Despite the fact that most mutations do occur randomly as tumors progress to the metastatic state, some mutations are indeed associated with a particular stage in the metastatic process. For example, changes in regulation of cell proliferation or cell death often are among the earliest changes found in new tumors, long before the tumors become metastatic. Alterations in cell-cell adhesion, and protease production often are seen after the changes in proliferation but before metastasis is observed because they are required for cell invasion across the basement membrane and into the tissue stroma. Other mutations may be seen later in tumor progression as the cells are becoming or have become capable of metastasis.

Could the distinction in the time of appearance of a particular mutation be useful clinically? We believe that it is. For example, if we wish to know if a particular patient has or does not have cancer, we should use a marker that comes up very early and is expressed continuously by the tumor. In this way, all patients with that cancer will be detected by screening for that marker. In contrast, a marker that comes up when a tumor is converting from non-metastatic to metastatic may be useful in tumor prognosis. A patient without evidence of that marker may have a tumor that is still confined to the primary site and can be eliminated by radiation or surgery. In contrast, a tumor that produces a metastatic marker may have already produced micrometastases at a distant site and require systemic treatment with chemotherapy or anti-angiogenic agents.

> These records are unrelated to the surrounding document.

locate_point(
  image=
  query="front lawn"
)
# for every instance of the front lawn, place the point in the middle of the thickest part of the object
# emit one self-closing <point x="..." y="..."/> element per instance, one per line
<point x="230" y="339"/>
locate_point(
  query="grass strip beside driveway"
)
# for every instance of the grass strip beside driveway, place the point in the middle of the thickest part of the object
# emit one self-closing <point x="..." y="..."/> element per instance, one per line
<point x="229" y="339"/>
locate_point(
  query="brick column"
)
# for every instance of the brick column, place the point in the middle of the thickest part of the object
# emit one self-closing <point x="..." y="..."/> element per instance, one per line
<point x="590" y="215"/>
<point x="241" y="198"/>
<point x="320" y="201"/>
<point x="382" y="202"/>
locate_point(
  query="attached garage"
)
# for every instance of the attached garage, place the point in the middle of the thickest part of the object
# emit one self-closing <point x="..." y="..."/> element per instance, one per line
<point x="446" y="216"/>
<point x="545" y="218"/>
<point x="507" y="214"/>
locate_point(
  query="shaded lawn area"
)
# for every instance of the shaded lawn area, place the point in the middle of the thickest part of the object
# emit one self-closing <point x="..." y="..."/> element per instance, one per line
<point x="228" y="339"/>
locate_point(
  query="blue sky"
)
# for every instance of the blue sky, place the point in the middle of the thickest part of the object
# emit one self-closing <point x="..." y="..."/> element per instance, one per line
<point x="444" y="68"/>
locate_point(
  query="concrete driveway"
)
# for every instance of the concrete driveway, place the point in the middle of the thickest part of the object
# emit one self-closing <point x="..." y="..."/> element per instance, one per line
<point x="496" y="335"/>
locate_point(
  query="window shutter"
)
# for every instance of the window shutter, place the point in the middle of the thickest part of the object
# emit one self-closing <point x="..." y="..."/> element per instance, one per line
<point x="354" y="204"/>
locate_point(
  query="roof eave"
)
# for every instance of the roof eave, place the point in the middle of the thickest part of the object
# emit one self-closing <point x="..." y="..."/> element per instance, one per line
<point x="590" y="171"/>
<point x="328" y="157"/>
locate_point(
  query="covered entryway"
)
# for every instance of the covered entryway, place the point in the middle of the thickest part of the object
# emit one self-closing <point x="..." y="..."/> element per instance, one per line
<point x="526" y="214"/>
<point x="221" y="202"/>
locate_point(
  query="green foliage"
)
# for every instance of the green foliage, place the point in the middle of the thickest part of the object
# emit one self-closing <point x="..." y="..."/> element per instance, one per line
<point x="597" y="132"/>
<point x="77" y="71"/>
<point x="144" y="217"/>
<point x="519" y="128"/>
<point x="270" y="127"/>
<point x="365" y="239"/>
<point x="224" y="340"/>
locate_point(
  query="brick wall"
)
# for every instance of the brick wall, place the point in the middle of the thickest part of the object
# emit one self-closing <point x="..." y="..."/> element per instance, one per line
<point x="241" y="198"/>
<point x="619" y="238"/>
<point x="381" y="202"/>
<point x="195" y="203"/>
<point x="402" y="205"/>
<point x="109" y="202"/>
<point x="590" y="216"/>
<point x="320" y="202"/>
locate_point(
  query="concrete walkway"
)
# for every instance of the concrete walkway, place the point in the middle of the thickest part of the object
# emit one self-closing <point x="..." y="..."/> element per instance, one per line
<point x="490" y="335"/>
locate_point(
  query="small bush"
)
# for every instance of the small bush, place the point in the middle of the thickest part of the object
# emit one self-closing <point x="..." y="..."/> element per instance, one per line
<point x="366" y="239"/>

Markers produced by aggressive tumor cells may also be used to immunize patients (tumor vaccines) and use the body's immune system to attack the aggressive tumor cells.

In our own lab, we have found that certain molecules that regularly appear later in metastatic progression can be used to predict the course of prostate cancer in patients. The PSA test, which is used to diagnose prostate cancer, is not as useful for telling whether a patient will go on to develop metastatic disease. In contrast, we have developed a panel of markers that appear to be able to predict which tumors are likely to go on to metastasize or have likely already produced metastatic colonies. The prototype for this type of molecule is thymosin beta-15, a molecule that stimulates cell migration and promotes metastasis in prostate cancer cells. We and others have now shown that tumors in which thymosin beta-15 cannot be detected are unlikely to develop metastases and may not warrant aggressive treatment. In contrast, tumors expressing thymosin beta-15 are more likely to have disseminated metastases and are candidates for aggressive systemic therapy. (A more complete description of this molecule can be found in the section of this web site devoted to prostate cancer.) A large number of cancer biomarkers are currently being developed in our laboratory and by others in our program (see Dr. Marsha Moses). Such markers can be used for several purposes including: 1) detection of early cancer; 2) prediction of tumor cause and outcomes; 3) detection of recurrent cancer; and 4) determination of appropriate therapy.

Beyond developing cancer biomarkers, a second goal of our laboratory is the development of new therapies that specifically target metastatic tumors. Given our expertise in the understanding of the process of metastasis, along with new tools for the screening of drug libraries, we are beginning to identify therapies that selectively target metastatic tumors.